А она гнала от себя воспоминание о его первом поцелуе, изо всех сил гнала! Потому что другой поцелуй, тот, у ручья, перекрыл все силой чувства, которое взметнулось в ней, и никаких других поцелуев после этого быть уже не должно было, не хотела она о них помнить!
Она – не хотела. Но они были, эти поцелуи. Поцелуи, ласки, доверие – были в их с Бернхардом общей жизни все эти очень простые вещи, без которых жизнь не имеет смысла и которые поэтому… непредаваемы. Не могут быть преданы. Не должны.
Все это Люба понимала сейчас так ясно, как если бы кто-то сказал ей об этом. Прежде она не думала ни о чем подобном, это не имело для нее никакого значения. Но после того как Саня вошел в ее жизнь, в ее душу, заполнил собою весь огромный мир, который с ним же только для нее и открылся, – с тех пор Люба стала видеть и сознавать в этом мире то, чего не сознавала прежде.
Как странно это было, как страшно!
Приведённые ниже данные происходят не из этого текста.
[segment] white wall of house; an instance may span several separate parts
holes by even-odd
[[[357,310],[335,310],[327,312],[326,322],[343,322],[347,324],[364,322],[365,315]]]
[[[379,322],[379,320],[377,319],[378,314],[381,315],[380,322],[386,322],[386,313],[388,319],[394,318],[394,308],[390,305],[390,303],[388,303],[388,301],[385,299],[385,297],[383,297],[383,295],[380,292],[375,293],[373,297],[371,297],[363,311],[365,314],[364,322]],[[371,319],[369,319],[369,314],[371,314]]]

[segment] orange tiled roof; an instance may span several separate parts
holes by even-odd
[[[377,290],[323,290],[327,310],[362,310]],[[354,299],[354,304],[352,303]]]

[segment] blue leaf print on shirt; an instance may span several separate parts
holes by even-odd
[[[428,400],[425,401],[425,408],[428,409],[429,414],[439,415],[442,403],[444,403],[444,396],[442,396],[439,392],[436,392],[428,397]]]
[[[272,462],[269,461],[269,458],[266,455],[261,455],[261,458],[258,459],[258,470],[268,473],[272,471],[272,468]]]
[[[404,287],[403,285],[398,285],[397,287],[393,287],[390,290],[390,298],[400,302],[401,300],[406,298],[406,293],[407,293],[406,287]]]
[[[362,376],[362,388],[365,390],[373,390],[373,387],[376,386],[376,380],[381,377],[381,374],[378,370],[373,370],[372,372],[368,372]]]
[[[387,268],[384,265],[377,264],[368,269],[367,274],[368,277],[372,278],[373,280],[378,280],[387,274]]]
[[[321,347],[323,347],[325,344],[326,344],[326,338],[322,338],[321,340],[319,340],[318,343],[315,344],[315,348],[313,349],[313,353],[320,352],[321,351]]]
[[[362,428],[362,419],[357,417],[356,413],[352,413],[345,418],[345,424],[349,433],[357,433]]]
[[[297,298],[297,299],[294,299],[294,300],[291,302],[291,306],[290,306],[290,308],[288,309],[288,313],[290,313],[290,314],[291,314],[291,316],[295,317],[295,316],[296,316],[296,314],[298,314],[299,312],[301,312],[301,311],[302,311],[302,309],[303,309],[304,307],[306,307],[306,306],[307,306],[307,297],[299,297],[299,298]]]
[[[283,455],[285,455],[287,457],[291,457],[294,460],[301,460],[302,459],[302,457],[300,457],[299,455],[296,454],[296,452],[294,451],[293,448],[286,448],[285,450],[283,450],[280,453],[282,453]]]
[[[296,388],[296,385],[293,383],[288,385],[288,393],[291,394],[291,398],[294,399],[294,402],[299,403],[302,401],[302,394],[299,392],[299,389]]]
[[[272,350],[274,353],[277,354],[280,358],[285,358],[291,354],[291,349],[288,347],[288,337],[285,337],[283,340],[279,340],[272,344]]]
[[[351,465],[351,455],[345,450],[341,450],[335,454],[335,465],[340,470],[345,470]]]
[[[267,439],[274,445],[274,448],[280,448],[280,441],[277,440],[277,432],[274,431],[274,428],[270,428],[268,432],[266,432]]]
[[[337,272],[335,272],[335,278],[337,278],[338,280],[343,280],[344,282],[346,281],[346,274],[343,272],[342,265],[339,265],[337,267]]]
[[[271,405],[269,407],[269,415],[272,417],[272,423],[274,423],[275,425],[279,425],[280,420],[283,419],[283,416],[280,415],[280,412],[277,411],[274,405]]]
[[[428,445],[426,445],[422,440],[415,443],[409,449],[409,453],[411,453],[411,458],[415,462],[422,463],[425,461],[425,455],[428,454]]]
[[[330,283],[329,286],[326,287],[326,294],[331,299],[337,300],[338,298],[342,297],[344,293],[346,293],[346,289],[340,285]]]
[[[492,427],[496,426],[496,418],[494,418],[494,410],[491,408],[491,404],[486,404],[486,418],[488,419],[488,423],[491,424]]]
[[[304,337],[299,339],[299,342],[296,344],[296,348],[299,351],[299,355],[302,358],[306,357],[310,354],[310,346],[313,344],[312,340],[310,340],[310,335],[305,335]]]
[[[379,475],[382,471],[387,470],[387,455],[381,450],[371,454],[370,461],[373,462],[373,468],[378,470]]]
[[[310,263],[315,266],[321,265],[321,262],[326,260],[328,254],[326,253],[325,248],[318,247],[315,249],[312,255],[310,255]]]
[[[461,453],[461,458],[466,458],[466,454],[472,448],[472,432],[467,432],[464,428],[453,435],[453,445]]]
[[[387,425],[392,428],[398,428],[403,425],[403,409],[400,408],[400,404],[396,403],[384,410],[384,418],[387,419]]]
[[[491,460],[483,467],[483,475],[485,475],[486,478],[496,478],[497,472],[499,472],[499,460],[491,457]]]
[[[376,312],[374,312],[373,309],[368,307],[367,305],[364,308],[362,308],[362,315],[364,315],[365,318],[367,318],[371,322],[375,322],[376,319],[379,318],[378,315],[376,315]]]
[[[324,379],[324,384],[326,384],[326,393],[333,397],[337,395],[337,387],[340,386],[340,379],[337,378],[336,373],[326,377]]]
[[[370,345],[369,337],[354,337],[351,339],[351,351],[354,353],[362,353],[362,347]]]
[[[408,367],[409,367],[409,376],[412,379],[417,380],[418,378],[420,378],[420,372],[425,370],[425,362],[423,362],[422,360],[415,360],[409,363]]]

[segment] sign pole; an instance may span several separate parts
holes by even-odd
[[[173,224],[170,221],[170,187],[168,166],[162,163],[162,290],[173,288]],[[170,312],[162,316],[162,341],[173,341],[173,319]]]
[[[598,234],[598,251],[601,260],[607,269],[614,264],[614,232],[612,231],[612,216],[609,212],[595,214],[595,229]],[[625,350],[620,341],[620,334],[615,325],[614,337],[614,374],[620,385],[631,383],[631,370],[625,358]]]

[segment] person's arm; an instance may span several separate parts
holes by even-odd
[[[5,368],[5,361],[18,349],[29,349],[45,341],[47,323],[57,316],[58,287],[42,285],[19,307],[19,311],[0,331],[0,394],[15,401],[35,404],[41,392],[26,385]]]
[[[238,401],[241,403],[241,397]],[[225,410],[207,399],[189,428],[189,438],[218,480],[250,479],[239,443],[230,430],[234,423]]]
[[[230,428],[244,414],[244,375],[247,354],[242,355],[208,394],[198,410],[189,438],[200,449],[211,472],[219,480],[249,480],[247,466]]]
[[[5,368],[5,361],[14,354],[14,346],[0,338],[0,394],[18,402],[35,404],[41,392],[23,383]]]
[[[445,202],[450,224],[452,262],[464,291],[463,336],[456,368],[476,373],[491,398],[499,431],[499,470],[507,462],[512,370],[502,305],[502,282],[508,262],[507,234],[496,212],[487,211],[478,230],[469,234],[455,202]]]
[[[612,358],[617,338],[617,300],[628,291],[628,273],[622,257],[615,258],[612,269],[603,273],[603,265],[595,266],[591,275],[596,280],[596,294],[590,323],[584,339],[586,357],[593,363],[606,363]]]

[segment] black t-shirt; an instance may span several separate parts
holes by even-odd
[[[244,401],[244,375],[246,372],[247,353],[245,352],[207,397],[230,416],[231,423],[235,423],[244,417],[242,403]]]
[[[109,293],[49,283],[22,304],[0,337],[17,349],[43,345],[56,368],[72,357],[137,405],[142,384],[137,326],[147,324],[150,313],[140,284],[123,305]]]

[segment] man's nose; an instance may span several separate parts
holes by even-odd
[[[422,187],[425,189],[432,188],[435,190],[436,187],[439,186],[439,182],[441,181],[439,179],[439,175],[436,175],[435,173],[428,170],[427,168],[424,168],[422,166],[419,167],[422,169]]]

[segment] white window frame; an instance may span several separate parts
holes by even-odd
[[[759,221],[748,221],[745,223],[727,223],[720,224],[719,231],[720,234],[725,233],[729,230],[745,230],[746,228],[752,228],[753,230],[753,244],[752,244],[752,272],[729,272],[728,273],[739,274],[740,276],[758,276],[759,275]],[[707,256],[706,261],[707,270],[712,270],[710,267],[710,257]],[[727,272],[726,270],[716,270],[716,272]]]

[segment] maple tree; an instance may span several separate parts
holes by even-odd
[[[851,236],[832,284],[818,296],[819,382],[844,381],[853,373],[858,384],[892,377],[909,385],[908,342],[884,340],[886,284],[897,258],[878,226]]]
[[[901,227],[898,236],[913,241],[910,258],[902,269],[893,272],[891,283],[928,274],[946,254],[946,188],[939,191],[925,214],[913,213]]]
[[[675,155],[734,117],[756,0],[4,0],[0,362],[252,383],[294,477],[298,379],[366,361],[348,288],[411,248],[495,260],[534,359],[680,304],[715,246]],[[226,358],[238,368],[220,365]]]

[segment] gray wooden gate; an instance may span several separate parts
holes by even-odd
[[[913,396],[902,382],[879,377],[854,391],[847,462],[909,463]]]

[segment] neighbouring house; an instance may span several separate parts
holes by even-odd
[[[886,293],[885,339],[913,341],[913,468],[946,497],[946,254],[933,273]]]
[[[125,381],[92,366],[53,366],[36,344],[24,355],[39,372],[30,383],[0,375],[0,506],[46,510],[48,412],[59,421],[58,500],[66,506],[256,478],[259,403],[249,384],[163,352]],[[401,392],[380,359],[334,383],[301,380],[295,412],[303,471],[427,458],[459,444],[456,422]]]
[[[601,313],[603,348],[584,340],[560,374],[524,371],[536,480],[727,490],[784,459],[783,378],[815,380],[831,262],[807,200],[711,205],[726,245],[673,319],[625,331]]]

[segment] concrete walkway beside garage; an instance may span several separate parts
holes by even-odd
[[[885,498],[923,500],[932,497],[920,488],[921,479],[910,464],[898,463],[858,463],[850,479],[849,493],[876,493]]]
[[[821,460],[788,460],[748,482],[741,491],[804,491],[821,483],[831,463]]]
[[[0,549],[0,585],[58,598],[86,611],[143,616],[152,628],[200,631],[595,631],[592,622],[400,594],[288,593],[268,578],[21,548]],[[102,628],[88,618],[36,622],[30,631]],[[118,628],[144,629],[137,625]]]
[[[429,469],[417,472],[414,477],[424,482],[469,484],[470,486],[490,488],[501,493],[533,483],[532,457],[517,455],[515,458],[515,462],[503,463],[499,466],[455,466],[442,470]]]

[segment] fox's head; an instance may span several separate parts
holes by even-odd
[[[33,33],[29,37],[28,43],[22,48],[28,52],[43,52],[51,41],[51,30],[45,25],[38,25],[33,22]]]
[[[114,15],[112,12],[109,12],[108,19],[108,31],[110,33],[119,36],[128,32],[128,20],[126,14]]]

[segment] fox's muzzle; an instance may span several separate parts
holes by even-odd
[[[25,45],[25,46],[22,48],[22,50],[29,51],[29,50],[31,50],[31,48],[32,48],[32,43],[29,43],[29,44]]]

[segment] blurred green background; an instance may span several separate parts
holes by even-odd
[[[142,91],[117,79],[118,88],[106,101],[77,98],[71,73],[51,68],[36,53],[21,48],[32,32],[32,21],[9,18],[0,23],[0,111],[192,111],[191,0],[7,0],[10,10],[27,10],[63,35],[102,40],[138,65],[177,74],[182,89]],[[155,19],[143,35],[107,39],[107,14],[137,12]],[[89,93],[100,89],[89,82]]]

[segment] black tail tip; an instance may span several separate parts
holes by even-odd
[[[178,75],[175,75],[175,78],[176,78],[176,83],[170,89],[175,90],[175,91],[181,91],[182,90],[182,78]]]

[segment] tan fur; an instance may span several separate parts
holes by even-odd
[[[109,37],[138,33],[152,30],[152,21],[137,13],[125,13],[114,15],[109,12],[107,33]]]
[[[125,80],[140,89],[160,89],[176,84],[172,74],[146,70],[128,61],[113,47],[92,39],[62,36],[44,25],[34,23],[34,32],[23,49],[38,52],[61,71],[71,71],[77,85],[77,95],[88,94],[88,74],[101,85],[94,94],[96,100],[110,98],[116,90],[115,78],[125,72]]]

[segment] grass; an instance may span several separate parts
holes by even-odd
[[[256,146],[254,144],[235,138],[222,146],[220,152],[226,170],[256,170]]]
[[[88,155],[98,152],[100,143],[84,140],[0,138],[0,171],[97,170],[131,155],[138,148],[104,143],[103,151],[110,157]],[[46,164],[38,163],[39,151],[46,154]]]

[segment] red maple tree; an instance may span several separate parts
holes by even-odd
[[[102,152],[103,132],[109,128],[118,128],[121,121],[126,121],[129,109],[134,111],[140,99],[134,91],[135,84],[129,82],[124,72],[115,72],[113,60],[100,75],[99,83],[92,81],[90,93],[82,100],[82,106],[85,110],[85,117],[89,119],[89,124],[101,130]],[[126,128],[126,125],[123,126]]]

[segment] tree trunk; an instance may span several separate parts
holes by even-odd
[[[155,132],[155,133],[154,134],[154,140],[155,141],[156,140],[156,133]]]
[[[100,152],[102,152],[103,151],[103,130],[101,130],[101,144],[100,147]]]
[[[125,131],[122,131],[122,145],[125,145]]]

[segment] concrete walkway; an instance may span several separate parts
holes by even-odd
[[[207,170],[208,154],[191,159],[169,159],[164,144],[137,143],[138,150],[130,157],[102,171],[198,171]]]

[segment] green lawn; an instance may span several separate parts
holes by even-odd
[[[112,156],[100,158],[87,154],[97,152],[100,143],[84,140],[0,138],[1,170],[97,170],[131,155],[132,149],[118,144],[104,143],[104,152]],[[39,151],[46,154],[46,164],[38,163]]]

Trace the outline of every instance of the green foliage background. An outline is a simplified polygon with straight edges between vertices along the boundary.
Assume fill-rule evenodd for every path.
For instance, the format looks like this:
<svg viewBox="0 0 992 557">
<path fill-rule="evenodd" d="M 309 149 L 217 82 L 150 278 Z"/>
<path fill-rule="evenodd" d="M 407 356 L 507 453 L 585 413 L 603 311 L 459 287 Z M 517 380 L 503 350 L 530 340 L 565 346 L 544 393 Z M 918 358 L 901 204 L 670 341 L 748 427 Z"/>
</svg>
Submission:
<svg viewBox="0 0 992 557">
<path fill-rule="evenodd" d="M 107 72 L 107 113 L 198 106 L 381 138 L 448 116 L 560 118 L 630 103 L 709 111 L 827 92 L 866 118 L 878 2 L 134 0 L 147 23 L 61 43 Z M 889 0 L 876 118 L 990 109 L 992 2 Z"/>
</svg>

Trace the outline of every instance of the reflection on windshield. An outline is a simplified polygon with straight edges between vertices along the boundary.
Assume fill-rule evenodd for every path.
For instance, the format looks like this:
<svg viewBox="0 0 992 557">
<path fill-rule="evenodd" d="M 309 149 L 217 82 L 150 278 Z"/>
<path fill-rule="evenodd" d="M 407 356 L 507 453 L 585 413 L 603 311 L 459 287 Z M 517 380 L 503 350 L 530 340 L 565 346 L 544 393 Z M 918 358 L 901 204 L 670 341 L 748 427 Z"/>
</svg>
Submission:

Саня, именно тот человек, без которого жизнь ей не нужна, стал причиной того, что жизнь с ним оказалась для нее невозможна.
Рассвет в декабре был поздний. Люба еле дождалась, когда начнется рабочий день.
Она стояла на тропинке, ответвляющейся от той, что вела от рабочего флигеля к лесу. Саня не мог не увидеть ее в прозрачном зимнем лесу по дороге на работу и не мог не подойти. Или мог?
Он подошел. Стоял, смотрел на нее, молчал.
– Саня, – сказала Люба, – я не уеду с тобой.
Может, еще что-то надо было сказать, объяснить… Но она не могла.
Саня помолчал еще немного. Люба видела, что он не осмысливает сказанное ею, а просто не может говорить.
– По-другому и быть не могло, – произнес он наконец.
И тоже ничего больше ни говорить, ни объяснять не стал.
В суровом утреннем свете смотрела Люба, как уходит, удаляется, исчезает в полумраке леса единственное счастье ее жизни.
Глава 18
А разве это могло быть иначе?
Что он мог предложить женщине такого, что заставило бы ее бросить все, отказаться от всей прежней своей, налаженной жизни и решить, что теперь ее жизнь будет проходить с ним? Да не какой-то абстрактной женщине что он мог предложить, а вот этой, Любе, которая каким-то неожиданным и незаметным образом стала частью его самого, и очень важной частью, главной, может быть?